Turnamen yang berlangsung sejak 3 hingga 7 November 2025 ini menjadi magnet baru di Doloksanggul. Ratusan penonton berjubel setiap sore menyaksikan bagaimana anak-anak muda Humbahas mengolah si kulit bundar dengan determinasi bak pemain profesional. Turnamen yang dibuka langsung oleh Bupati Humbahas, Dr. Oloan Paniaran Nababan, bersama unsur Muspida itu memperebutkan total hadiah puluhan juta rupiah dan lebih dari itu, gengsi antar kecamatan.
Ketua Panitia, Jonis Girsang, S.Pd, menuturkan kepada INformasinasional.com, bahwa dari sembilan kecamatan peserta (minus Baktiraja), sistem pertandingan digelar setengah kompetisi. Dari fase penyisihan, Pakkat tampil digdaya di Grup A dengan 8 poin, disusul Doloksanggul dan Lintongnihuta yang sama-sama mengantongi 7 poin. Namun lewat hitungan selisih gol, Doloksanggul berhak melangkah kesemifinal.
“Doloksanggul memang tampil konsisten sejak awal. Ini membuktikan anak-anak ibukota kabupaten punya mental baja,” ujar Jonis. Ia juga mengapresiasi Ikatan Guru Olahraga Nasional (Igornas) Humbahas yang dipercaya mengawal perwasitan hingga kepanitiaan, menegaskan bahwa olahraga pelajar di Humbahas tumbuh lewat kolaborasi, bukan sekadar kompetisi.

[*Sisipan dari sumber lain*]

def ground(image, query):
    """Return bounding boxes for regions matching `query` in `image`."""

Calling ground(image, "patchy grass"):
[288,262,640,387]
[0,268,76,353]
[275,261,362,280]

Babak semifinal berlangsung panas. Tim unggulan Pakkat, yang semula digadang bakal melenggang ke final, justru tersungkur di tangan Onanganjang dengan skor tipis 0–1. Gol tunggal yang dicetak lewat skema serangan balik cepat menjadi luka pahit bagi tim penuh talenta itu.
Sementara dilaga lain, duel antara Pollung dan Doloksanggul berlangsung sengit hingga menit terakhir. Skor imbang 0–0 memaksa adu penaltidan disitulah drama benar-benar meledak.
Dua kali kiper Doloksanggul menepis bola penalti lawan, membawa timnya menang 4–2. Suporter Doloksanggul bersorak, drum bertalu, dan bendera kecamatan dikibarkan tinggi. “Kami menang bukan karena keberuntungan, tapi kerja keras,” kata Munandar Silaban, S.Pd, dari tim perwasitan yang ikut mengawal jalannya pertandingan.
Dari hasil klasemen akhir, duel final akan mempertemukan dua raksasa baru: Doloksanggul melawan Onanganjang, Sabtu (8/11/2025). Sementara itu, Pollung dan Pakkat harus puas memperebutkan posisi ketiga.
Final ini disebut-sebut bakal menjadi laga paling bergengsi di Humbahas tahun ini. Doloksanggul, sang “anak kota”, datang dengan gaya permainan taktis dan ketenangan dilini belakang. Sedangkan Onanganjang, sang “pendobrak dari timur”, punya daya serang eksplosif dan kecepatan yang membuat banyak lawan kewalahan.
“Final ini bukan sekadar adu gol, tapi adu mental dan strategi,” kata salah satu penonton fanatik yang rela datang jauh-jauh dari Parlilitan.
Apapun hasilnya nanti, turnamen ini sudah membuktikan satu hal: masa depan sepak bola Humbahas tengah bertunas. Dari lapangan tanah merah Doloksanggul, semangat juang anak-anak SMP kini menyalakan bara baru, bahwa sepak bola bukan hanya soal menang atau kalah, tapi tentang kebanggaan dan mimpi yang mulai tumbuh di ujung kaki.